Estudos clínicos de fase 1/2: São 2 propostas de vacinas de covid-19 analisadas (BNT162b2 e BNT162b1), a primeira associada a uma menor incidência e gravidade de reações adversas, especialmente em adultos mais velhos. Ambas apresentaram boas quantidades de anticorpos neutralizantes, bem como a presença de células T CD4+ e T CD8+. A BNT162b2 foi a escolhida para dar seguimento à fase 3.
Estudos clínicos de fase 3: Inicialmente foram 30.000 voluntários nos Estados Unidos e em outros países (incluindo Argentina, Brasil e Alemanha). Em um estudo preliminar, foram reportados efeitos colaterais leves a médios após a primeira dose nos participantes. O estudo hoje expandiu-se para 43.000 participantes, incluindo crianças a partir dos 12 anos. A Pfizer+BioNTech foi a primeira empresa a anunciar dados da análise interina de sua vacina de covid-19 candidata, apontando para uma eficácia de 90%, analisando 94 eventos. Para confirmar sua taxa de eficácia, a Pfizer continuará o estudo até que haja 164 eventos contabilizados entre os participantes. Em 18 de Novembro, a Pfizer anunciou que sua candidata à vacina para o SARS-CoV-2 apresentou 95% (162 de 170) de eficácia, em uma análise de 170 eventos entre os participantes do estudo.
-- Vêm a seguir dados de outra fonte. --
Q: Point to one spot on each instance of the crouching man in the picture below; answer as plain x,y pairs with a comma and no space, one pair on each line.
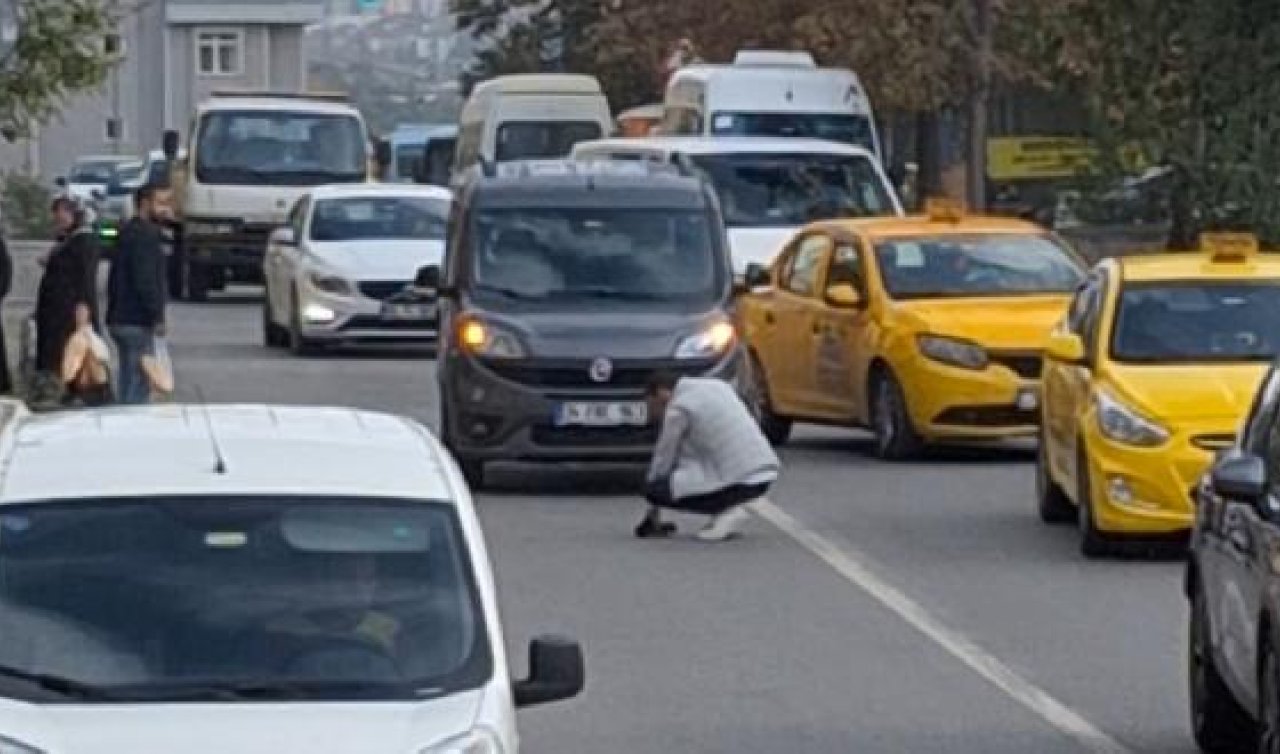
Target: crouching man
711,457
Além de conferir eficácia, a vacina também foi capaz de prevenir o agravamento da covid-19, em que dos 10 eventos graves de covid-19, 9 foram no grupo placebo. Em idosos (acima de 65 anos, compreendendo 41% dos participantes), a eficácia observada foi de 94%. Essa análise contou com participantes de idade entre 56 e 85 anos, com uma diversidade étnica de 42%. O pedido de aprovação deve ser enviado ao FDA nos próximos dias, podendo se tornar a nossa primeira vacina aprovada para a covid-19.
Desafios e próximas etapas: Distribuição: a vacina de covid-19 precisa estar em temperaturas muito baixas (-70ºC) para seu transporte e armazenamento e a empresa estará testando formas de distribuição e melhorias em 4 estados dos EUA ainda neste mês. A vacina requer de duas doses.
E o Brasil? Em um primeiro momento, a produção vacinas de covid-19 vai se concentrar em três fábricas nos Estados Unidos e duas na Alemanha e, posteriormente, poderá haver transferência de tecnologia para produção em outros países, como o Brasil, em que já ocorreram contatos iniciais com a Fundação Oswaldo Cruz (Fiocruz). Em relação ao preço da vacina de covid-19, é possível que haja três faixas diferentes de preços, que irão depender do desenvolvimento de cada país. Desafios na distribuição dessa vacina em território nacional, bem como na aquisição de doses suficientes também devem entrar em pauta.